Forse è proprio nella natura del mezzo utilizzato che emerge con maggiore forza la disumanità di quella vicenda. Non furono necessari campi di battaglia né bombardamenti. Bastò togliere progressivamente alle persone ciò che permetteva loro di vivere: prima la terra e il raccolto, poi le scorte, infine persino la possibilità di partire. La terra che produceva il grano continuava a esistere. Il grano continuava a esistere. A milioni di uomini, donne e bambini venne semplicemente impedito di averne abbastanza per sopravvivere.

Fonti specifiche

  • Anne Applebaum, Red Famine: Stalin’s War on Ukraine, Doubleday, 2017.
  • Robert Conquest, The Harvest of Sorrow: Soviet Collectivization and the Terror-Famine, Oxford University Press, 1986.

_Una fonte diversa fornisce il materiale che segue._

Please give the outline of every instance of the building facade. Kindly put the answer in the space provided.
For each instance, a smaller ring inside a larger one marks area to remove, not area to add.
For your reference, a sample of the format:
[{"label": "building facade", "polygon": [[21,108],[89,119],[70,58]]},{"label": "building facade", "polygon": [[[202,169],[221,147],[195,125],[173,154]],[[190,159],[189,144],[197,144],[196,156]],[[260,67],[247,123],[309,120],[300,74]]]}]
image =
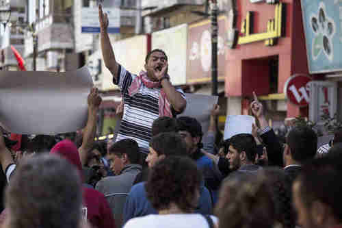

  • R.W. Davies, Stephen G. Wheatcroft, The Years of Hunger: Soviet Agriculture, 1931–1933, Palgrave Macmillan, 2004.
  • Andrea Graziosi, The Soviet 1931–1933 Famines and the Ukrainian Holodomor: Is a New Interpretation Possible, and What Would Its Consequences Be?, «Harvard Ukrainian Studies», 2004-2005.
  • Stanislav Kulchytsky, The Famine of 1932–1933 in Ukraine: An Anatomy of the Holodomor, Canadian Institute of Ukrainian Studies Press.
  • Omelian Rudnytskyi, Nataliia Levchuk, Oleh Wolowyna, Pavlo Shevchuk, Alla Kovbasiuk, Demography of a Man-Made Human Catastrophe: The Case of Massive Famine in Ukraine 1932–1933, «Canadian Studies in Population», 2015. Studio
  • Timothy Snyder, Terre di sangue. L’Europa nella morsa di Hitler e Stalin, Rizzoli.
  • Risoluzione del Parlamento europeo del 15 dicembre 2022.